ユニクロ浮動株は概算で発行株数のたった3%!?
市場を代表するインデックスであれば、可能な限り人為的操作が入る余地を潰すべきだが、上述のような密約があるらしく、指数の管理者である日経から一向に改善の動きが出てこないことは残念かつ嘆かわしい。
3月期末の有価証券報告書が公表されたので、品薄225銘柄の浮動株がどのような状態か調べてみた。

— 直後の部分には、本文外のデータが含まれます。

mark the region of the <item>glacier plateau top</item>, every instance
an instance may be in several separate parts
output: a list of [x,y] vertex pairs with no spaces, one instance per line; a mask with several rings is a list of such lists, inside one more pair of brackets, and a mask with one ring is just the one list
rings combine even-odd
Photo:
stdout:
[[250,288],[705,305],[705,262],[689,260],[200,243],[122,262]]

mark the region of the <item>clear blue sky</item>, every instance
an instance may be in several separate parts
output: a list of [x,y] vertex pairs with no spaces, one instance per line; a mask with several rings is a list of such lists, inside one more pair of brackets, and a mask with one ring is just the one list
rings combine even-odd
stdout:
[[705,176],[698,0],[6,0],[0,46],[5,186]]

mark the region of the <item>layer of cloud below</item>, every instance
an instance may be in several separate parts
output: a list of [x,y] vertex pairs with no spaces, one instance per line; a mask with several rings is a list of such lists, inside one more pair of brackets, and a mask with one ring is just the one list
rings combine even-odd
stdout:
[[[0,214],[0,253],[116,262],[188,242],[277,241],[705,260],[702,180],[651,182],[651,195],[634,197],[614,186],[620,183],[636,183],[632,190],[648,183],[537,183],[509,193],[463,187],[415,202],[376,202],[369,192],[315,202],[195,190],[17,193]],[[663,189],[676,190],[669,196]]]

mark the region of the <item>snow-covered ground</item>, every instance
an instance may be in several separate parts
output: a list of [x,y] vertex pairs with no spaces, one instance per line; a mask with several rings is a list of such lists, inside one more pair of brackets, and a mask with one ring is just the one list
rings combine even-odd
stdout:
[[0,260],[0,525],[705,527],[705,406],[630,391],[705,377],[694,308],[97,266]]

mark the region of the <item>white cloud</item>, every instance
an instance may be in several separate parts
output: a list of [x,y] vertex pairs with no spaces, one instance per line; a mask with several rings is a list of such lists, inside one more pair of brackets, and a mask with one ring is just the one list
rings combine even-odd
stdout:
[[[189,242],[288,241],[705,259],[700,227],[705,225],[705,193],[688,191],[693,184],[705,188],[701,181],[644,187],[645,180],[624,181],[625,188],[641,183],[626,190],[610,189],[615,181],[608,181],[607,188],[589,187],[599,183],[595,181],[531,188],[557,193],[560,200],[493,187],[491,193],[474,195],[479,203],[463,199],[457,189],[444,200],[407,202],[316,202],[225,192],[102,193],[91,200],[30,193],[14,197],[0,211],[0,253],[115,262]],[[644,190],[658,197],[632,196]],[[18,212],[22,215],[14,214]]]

総発行株数から自己株、金融商品取引業者保有株(いわゆる証券会社のこと、大半が裁定買い残)、大株主上位にある経営者一族保有株、会社四季報に掲載されている投信持株、外国人持株を差し引いて、擬似的な浮動株がどれぐらいあるか計算した。
本来なら外国人は最も活発な投資主体であるので、流動株に含めるべきところだが、割高にも拘らず保有を続けているのは何らかの魂胆があるとみて、裁定取引と同列に扱った。

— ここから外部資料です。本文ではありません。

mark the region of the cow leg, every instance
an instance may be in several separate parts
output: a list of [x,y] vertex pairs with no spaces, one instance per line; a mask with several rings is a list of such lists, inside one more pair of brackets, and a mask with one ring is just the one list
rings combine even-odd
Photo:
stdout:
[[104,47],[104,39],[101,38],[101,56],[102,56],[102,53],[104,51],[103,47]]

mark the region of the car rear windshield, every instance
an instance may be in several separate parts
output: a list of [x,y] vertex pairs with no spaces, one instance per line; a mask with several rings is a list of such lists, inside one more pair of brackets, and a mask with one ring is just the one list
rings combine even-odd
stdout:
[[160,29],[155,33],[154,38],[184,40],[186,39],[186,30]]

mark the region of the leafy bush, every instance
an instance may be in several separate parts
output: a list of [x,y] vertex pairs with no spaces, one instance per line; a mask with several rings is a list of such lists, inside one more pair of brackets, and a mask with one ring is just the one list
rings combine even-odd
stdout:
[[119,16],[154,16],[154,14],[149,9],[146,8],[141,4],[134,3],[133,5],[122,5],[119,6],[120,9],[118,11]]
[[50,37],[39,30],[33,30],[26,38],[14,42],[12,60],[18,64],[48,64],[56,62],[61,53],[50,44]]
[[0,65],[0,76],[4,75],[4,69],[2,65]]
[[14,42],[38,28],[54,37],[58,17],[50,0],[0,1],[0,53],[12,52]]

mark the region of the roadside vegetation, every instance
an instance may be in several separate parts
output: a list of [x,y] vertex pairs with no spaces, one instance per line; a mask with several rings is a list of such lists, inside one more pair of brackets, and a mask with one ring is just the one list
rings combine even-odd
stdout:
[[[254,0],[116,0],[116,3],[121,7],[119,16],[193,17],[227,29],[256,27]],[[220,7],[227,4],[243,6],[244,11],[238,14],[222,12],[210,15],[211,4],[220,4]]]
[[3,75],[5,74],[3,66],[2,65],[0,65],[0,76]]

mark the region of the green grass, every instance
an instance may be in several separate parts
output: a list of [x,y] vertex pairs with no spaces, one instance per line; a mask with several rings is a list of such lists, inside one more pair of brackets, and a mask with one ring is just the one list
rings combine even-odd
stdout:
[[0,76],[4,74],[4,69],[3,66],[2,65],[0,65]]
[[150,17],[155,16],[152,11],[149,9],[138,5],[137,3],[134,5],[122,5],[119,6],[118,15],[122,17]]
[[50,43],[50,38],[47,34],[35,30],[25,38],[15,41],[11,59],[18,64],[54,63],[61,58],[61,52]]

まず225銘柄で最も発行株数の少ないミツミ電機だが、総発行8750万株に対し、自己株5万株、業者577万株、投信2214万株、外国人2770万株。残りは3184万株で、36.4%であった。この程度ならば、品薄による割高効果はそれほど大きくなく、同社の場合業績が冴えないせいもあってPBRは0.62倍とむしろ平均を下回っている。
一番裁定による品薄効果が及びにくいと推定されるのは発行株数の大きな銀行株だろう。
三菱UFJを例にとると、総発行141億6885万株に対し、自己株1億4887万株、業者3億4367万株、投信6億3760万株、外国人56億5401万株。残りは73億8470万株で、52.1%であった。旧財閥系特有の持ち合いや取引先保有などは10%強と推定されるが、正常な価格形成に支障があるとは思えない。

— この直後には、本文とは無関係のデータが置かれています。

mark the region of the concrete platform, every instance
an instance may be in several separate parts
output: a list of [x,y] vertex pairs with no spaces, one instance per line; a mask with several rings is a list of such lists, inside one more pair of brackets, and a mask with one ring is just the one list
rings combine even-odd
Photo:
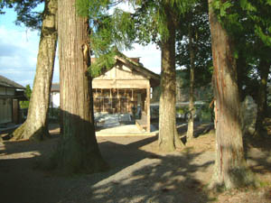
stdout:
[[141,131],[136,125],[123,125],[103,128],[96,131],[97,136],[131,136],[131,135],[156,135],[157,131],[147,133]]

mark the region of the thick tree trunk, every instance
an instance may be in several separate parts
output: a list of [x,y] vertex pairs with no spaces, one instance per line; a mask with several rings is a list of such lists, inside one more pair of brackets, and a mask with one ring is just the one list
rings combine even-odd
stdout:
[[57,45],[57,0],[46,0],[41,31],[36,74],[27,119],[13,133],[13,139],[42,140],[49,135],[47,113]]
[[266,117],[266,88],[270,63],[262,60],[259,64],[260,83],[257,93],[257,114],[256,121],[256,134],[260,137],[263,132],[263,123]]
[[[165,6],[166,7],[166,6]],[[161,96],[159,104],[159,150],[172,152],[182,146],[176,130],[176,69],[175,69],[175,28],[171,21],[170,9],[167,29],[169,37],[161,45],[162,71]]]
[[[211,5],[212,0],[209,0]],[[253,183],[243,150],[239,97],[232,42],[210,6],[214,95],[217,105],[216,159],[210,187],[231,189]]]
[[91,78],[87,70],[90,58],[89,51],[83,53],[89,49],[89,21],[77,14],[75,2],[59,1],[62,134],[54,163],[65,173],[90,173],[105,170],[107,164],[95,135]]
[[195,71],[195,51],[193,49],[193,38],[192,36],[191,25],[189,26],[189,51],[190,51],[190,88],[189,88],[189,116],[186,140],[193,139],[194,133],[194,71]]

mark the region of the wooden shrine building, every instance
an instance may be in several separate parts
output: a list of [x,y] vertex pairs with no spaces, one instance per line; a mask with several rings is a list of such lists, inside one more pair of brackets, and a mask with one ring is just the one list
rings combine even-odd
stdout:
[[136,125],[150,132],[151,88],[159,86],[160,76],[143,67],[139,58],[115,57],[109,70],[93,78],[95,112],[136,114]]

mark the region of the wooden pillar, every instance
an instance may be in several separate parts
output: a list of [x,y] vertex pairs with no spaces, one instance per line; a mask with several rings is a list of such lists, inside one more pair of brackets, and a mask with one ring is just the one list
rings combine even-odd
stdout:
[[151,132],[151,86],[150,81],[146,88],[146,115],[147,115],[147,133]]

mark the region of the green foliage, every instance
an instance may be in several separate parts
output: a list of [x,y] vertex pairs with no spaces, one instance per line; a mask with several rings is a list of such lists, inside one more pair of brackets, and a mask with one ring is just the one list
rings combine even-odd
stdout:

逆に一番品薄効果が顕著と推定されるのは一族保有の多いファーストリテイリングである。8月決算のため、直近データは2月末のものしかないが、総発行1億607万株に対し、自己株414万株、一族保有4622万株、業者580万株、投信2200万株(ミツミ並みと想定)、外国人2493万株。残りはわずか298万株で、総発行株数のわずか2.8%であった。
外国人を全部固定株と見るのは乱暴なのは承知だが、3%にも満たないのは驚きである。ここまでくると正常な株価形成を期待するのは困難で、指数採用不適当だろう。
話題になりやすいファナックの場合、総発行2億3951万株に対し、自己株4386万株、業者748万株、投信2500万株、外国人1億2657万株。残りは3660万株で、15.3%である。なお同社は投信持株について開示していないため、発行株数2億株台の225採用銘柄の平均的数値を仮定して入れたが、実際はもう500万株程度多いだろう。ユニクロに次いで品薄効果で値上がりしていると考えられる。
2億株以下の企業の場合、225であるか否かで業者と投信保有分が1500万株も変化している事実は無視できまい。225にも浮動株状況を採用条件に加える必要があることは断言できる。